7. Mission District Murals by Various Artists . . . for San Francisco Travelers
Photo courtesy of idleformate
Balmy Alley, San Francisco, CA - Starting in the mid-1980’s, various artists created a series of vividly colored murals about human rights concerns, political and social issues, and the simply fantastical. Many focus on matters of particular importance to immigrants from Mexico and Central America. Today the work has grown to include several styles and artistic points of view. The best concentration of murals is in the one-block part of Balmy Alley between 24th and 25th streets. Best viewed on foot, this ever-changing collection of art offers an absorbing glimpse into the lives of San Francisco residents.
Intel: Murals abound in the Mission District–more than 600 in fact! Another great area to explore is Clarion Alley where the murals are not based on a single theme, but rather offer greater aesthetic variety and more ethnic diversity.
8. The Charging Bull by Arturo Di Modica . . . for New York City Travelers
Wall Street, New York, NY – Just as New York City’s Wall Street epitomizes the capitalistic spirit of a nation, so the Charging Bull, an oversized bronze representation of the symbol of stock market optimism and prosperity, captures the spirit of Wall Street. A gift by artist Arturo Di Modica, the bull remains the artist’s property, but it has been on “temporary” display for “one year” in downtown New York since the sculptor installed it in 1989. The bull’s status as a true icon and much-photographed tourist attraction suggests that it will remain indefinitely.
Intel: Own this piece! In 2004, Di Modica announced it was for sale with the stipulation that it won’t be moved from its present location.
9. Statues on the Charles Bridge . . . for Prague Travelers
Photo courtesy of scatterbrained
Vltava River, Prague, Czech Republic – Construction of the beautiful and romantic Charles Bridge, perhaps the most visited site in Prague, began in 1357. In contrast to the Gothic bridge with its 16 arches and three Gothic bridge towers, 30 statues of saints, most in the Baroque style, are situated on the balustrade of the bridge, 15 on either side.

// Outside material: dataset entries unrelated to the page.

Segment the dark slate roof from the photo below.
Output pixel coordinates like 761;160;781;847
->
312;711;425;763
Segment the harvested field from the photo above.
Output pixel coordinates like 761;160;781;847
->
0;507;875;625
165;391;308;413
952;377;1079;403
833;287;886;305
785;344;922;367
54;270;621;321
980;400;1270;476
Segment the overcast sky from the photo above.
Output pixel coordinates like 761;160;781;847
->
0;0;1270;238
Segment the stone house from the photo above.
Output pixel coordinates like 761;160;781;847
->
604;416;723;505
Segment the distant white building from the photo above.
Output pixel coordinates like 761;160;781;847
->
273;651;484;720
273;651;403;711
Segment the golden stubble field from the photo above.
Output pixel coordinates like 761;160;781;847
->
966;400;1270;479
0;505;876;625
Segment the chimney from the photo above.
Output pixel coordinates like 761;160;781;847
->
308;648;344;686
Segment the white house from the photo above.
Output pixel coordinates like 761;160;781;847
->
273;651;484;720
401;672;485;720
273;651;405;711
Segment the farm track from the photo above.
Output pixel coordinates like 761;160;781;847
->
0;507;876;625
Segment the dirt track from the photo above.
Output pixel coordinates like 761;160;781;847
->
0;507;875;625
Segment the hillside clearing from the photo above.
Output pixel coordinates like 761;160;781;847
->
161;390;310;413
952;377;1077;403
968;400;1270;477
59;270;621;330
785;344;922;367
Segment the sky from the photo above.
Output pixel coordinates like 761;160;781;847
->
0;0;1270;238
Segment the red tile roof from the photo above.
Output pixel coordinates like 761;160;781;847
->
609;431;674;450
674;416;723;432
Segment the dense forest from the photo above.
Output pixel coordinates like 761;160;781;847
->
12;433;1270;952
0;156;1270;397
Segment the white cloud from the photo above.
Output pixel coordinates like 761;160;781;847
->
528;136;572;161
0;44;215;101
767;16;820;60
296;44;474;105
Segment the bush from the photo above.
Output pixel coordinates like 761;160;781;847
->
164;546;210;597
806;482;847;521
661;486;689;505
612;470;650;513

Intel: The views of a fairytale castle on a hill on one side of the river and the Old Town on the opposite side, combined with the lamps that line the bridge, make this the perfect place for an evening stroll.
10. Lincoln Memorial by Architect Henry Bacon, Sculpture by Daniel French, and Murals by Jules Guerin . . . for Washington DC Travelers
The Mall, Washington, DC - This classic Greek temple, a fine example of Greek Revival architecture, honors the 16th president of the United States, Abraham Lincoln. Made of Colorado Yule marble and surrounded by 36 fluted Doric columns, the memorial glimmers on the horizon. Engraved on the inside walls are quotes from the Gettysburg Address and Lincoln’s second inaugural address. An enormous statue of Lincoln seated in a chair exuding authority, dignity, and compassion, dominates the interior space, a fitting honor to arguably our greatest president. Lincoln’s hands are sculpted to depict the sign language version of his initials, “A” and “L.”
Intel: Visit the Lincoln Memorial, Washington Monument, and Jefferson Memorial after dinner. It’s a win-win, especially in summer: The lighting is gorgeous and the summertime heat abates.